- Sakar Sar Location within Pakistan Sakar Sar Location within Gilgit Baltistan

Highest point
- Elevation: 6,272 m (20,577 ft)
- Coordinates: 36°53′42″N 74°14′30″E﻿ / ﻿36.89500°N 74.24167°E

Geography
- Parent range: Karakoram

Climbing
- First ascent: August 13, 1999 by a Japanese team

= Sakar Sar =

Mountain in Afghanistan/Pakistan

Sakar Sar is a mountain peak located at 6,272 metres (20,577 ft) above sea level. It lies in the Hindu Kush-Karakoram, in part in the Gilgit-Baltistan region of Pakistan and in part in Afghanistan's Wakhan Corridor.

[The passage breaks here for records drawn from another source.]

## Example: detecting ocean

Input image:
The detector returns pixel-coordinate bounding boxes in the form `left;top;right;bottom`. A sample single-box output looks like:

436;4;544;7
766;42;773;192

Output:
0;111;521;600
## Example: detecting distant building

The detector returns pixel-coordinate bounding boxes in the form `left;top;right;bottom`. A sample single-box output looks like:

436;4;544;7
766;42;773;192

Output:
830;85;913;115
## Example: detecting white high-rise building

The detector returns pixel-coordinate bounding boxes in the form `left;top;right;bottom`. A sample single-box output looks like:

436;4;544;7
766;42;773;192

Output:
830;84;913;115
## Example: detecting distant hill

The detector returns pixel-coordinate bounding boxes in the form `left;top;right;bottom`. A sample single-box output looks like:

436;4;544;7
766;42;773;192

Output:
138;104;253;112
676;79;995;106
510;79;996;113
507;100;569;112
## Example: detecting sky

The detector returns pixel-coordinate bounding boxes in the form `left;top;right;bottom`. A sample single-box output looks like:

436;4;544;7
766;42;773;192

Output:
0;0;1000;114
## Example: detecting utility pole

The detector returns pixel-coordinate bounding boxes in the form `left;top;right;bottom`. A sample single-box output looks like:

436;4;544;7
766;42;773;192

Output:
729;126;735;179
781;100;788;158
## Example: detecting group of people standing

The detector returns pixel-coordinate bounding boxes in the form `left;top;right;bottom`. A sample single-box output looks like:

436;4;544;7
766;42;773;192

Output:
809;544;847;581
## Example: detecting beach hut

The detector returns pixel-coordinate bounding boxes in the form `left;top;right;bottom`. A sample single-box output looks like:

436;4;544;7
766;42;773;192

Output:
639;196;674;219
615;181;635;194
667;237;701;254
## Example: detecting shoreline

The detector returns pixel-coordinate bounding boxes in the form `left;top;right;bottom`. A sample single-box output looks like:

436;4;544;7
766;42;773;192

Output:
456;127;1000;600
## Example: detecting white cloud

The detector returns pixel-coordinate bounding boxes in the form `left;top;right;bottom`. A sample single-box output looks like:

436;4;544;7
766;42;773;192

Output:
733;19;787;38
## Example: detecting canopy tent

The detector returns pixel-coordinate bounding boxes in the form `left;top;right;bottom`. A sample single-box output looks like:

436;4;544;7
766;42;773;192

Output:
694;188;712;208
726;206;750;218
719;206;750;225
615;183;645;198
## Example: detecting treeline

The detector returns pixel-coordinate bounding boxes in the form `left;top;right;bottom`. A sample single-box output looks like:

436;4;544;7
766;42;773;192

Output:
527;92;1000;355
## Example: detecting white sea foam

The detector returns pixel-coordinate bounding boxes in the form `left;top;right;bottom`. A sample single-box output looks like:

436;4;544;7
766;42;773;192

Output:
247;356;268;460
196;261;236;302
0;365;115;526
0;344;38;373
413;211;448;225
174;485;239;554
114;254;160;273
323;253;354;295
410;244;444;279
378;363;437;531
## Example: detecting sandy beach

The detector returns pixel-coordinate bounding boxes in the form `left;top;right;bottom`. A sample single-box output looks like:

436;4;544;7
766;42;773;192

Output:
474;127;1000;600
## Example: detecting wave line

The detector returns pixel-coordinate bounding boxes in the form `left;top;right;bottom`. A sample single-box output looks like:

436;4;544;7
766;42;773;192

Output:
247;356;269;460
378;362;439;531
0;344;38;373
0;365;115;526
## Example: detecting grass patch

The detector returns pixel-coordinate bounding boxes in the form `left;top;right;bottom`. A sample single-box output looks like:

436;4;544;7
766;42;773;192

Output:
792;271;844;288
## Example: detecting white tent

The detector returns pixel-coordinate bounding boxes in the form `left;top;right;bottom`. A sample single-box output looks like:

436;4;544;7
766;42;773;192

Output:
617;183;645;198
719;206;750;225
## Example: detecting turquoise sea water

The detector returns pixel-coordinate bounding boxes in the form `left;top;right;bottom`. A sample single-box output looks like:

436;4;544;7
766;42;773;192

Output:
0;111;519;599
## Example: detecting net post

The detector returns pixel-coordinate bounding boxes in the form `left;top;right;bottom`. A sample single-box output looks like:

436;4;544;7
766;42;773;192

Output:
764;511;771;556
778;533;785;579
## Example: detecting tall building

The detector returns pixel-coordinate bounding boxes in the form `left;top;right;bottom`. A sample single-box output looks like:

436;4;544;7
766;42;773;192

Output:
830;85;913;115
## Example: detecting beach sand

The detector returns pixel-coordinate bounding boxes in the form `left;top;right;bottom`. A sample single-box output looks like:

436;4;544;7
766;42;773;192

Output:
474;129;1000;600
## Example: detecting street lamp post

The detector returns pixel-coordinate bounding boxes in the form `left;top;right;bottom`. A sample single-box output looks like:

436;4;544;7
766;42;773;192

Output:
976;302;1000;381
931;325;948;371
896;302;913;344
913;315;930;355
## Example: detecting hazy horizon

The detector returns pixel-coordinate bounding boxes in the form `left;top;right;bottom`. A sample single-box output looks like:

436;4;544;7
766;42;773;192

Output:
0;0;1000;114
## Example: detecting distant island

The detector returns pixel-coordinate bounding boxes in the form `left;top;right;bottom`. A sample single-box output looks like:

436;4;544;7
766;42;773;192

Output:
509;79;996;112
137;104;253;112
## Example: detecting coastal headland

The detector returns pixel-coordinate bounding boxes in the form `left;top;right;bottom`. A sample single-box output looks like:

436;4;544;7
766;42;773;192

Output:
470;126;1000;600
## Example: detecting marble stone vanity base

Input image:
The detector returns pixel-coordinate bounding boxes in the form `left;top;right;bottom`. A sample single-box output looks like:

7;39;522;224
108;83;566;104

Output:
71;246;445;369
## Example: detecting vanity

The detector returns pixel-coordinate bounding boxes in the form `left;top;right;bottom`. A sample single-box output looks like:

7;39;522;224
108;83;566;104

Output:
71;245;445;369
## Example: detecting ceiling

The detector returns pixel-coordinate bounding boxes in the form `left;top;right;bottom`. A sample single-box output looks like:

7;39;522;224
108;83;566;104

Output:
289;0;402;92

The first successful ascent was completed by a Japanese team in August 1999.

==Location==
Sakar Sar is located 9 km east of the Irshad Pass on the watershed between Wachandarja in the north and Chapursan in the south. The dominance reference point is a 6,610-metre high mountain in the Karakoram, located 2.26 km east of the Koz Sar (6,677 m) . Also, a few km away is Dilisang Pass, a historic and disused cross-border trading route connecting Kyrgyz people and Wakhi people settlements.

== First ascent ==
On August 13, 1999, a Japanese team consisting of Akira Miyazawa, Makoto Ishikawa, Kanji Kamei, and Teruaki Suzuki and two porters Alam jan Dario and Afzal Baig reached the summit.